Translation from MATLAB to C/C++ is
still manual, but because these domains are
conceptually very close, the translation is
relatively quick and easy.
The untimed C/C++ adds significant
value by providing much faster simulation
than the MATLAB Simulink environment,
and is thus ideally suited for system-level
validation. Following verification, the C
representation is used to automatically generate
RTL, which in turn is subsequently
used to drive existing RTL synthesis technology
(Figure 2).
With this flow, you can synthesize the
untimed C/C++ directly into a gate-level
netlist.
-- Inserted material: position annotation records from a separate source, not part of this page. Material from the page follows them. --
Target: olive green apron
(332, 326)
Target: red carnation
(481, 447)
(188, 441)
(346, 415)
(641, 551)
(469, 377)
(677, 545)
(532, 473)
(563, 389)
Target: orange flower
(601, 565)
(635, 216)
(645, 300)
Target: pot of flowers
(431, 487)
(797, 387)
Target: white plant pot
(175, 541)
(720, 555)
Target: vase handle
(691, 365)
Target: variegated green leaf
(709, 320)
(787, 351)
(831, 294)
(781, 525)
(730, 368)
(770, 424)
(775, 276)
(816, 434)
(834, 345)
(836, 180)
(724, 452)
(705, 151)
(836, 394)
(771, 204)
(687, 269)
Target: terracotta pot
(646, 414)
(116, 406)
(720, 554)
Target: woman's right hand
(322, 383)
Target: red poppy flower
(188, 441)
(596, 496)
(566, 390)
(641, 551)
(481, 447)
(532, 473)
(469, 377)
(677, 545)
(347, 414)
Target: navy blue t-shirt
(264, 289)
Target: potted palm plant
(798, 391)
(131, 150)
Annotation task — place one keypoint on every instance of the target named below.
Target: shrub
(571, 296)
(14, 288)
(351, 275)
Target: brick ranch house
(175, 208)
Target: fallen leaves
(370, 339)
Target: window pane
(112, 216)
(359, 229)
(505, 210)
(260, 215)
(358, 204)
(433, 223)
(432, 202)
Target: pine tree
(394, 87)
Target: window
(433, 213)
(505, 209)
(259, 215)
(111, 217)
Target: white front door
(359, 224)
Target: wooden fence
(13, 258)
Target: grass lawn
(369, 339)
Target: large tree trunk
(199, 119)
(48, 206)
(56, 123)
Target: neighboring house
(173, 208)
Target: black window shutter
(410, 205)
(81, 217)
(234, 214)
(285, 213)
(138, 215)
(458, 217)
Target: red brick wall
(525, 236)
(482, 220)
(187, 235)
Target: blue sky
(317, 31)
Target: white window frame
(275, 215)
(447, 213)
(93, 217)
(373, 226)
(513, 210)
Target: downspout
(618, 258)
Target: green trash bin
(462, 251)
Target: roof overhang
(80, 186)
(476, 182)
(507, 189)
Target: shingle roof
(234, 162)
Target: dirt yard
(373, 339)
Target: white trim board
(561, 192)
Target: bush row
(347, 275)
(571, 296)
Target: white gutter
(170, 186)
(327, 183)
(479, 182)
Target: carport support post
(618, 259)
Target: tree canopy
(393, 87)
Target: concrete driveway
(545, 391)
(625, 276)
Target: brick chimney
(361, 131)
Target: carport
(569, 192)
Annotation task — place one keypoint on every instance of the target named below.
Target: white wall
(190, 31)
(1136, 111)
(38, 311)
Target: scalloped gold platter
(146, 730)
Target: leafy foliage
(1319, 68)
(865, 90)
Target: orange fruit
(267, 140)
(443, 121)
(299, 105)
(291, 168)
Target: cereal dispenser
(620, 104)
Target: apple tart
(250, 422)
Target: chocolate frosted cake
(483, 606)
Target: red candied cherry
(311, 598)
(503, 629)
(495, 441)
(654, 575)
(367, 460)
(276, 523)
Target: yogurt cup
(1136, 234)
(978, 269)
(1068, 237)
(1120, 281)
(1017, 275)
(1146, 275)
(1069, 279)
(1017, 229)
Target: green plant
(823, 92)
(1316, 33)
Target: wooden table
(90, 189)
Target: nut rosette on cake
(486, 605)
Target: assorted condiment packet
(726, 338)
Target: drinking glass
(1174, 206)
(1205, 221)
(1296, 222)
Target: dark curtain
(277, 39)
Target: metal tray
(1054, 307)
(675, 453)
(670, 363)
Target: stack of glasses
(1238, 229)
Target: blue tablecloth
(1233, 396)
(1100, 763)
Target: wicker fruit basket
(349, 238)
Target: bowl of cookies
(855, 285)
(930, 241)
However, generating the intermediate
RTL provides a timed “comfort zone”
for existing flows by allowing you to validate
the implementation decisions made by
the C synthesis tool.
Furthermore, RTL is a useful point to
“stitch” the various functional blocks
together. Large portions of today’s designs
exist as IP blocks represented at the RTL
level of abstraction. This means that RTL is
a useful point in the design flow for integrating
and verifying the entire hardware
system. Your design teams can thus take
full advantage of existing, mature, and
robust RTL design tools such as test insertion
or power analysis.
The ideal flow based on algorithmic
synthesis of pure, untimed C/C++ addresses
all of the traditional bottlenecks:
- Functional Intent. Almost no conceptual
gap exists because system architects
and hardware designers use the
same untimed C/C++ source. Their
worlds are connected for the first time.
Moreover, it eliminates any chance of
misinterpretation by the hardware
designer, thereby reducing errors and
improving overall reliability. The new
flow also easily accommodates design
specification changes.
- Meeting Requirements. Algorithmic C
synthesis provides accurate metrics up
front, shortening lengthy RTL synthesis
runtimes and manual RTL optimization.
You can leverage these metrics to
make system-level macro-architecture
partitioning decisions, thus creating a
design that is better architected to meet
system performance.
- Design Complexity. You can address
the design complexity issue by using
algorithmic C synthesis to thoroughly
explore any highly complex design
space. C is fast and efficient to create
and verify, providing additional benefits
around system-level validation and
integration. RTL uses technology-dependent
coding styles and hardcodes
the micro-architecture. Using the
ideal flow, evaluating alternative implementations
is fast and efficient. You
can modify and re-verify C to effectively
perform a series of “what-if ”
evaluations of alternative algorithms.
Thus, your design teams are not limited
by the number of evaluations they
can perform, which results in an optimal
implementation.
- RTL Reuse. A key feature of this ideal
flow is that the C representation is completely
abstracted from the final implementation.
Therefore, as opposed to
embedding implementation “intelligence”
into the C representation, designers
can instead use such intelligence to
drive the C to the RTL implementation
through a series of “soft” constraints. In
turn, this means that they can easily retarget
the same C representation for different
micro-architectures and
ASIC/FPGA implementations.
- Functional Verification. Verifying C is
fast and efficient. A pure untimed C
representation will simulate as much as
10,000 times faster than an equivalent
RTL representation (the larger the
design, the faster C is compared to its
RTL counterpart).
Let’s examine alternatives to hardware
design based on the use of C/C++. These
include SystemC and the synthesizable subset
of pure untimed C++ used by the
Mentor Graphics Catapult C Synthesis tool.
SystemC-Based Flow
Two main SystemC-based design flows
exist: both require the untimed algorithm
representation to be manually translated
into its SystemC counterpart. Following
verification via simulation, you can automatically
translate the SystemC representation
into an RTL equivalent for use with
existing synthesis technology. Alternatively,
you can directly synthesize the SystemC
representation into a gate-level netlist
(Figure 3).
Because it was specifically created to
represent hardware, SystemC is equipped
with hardware-centric data types, including
integral and fixed-point entities with
rounding and overflow modes. SystemC
also includes system-level simulation
capabilities, including support for
abstract data transactions. Although powerful,
SystemC is an extremely complex
language. Moreover, the pseudo-timed
constructs required for SystemC synthesis
and simulation are foreign to both system-level and hardware designers.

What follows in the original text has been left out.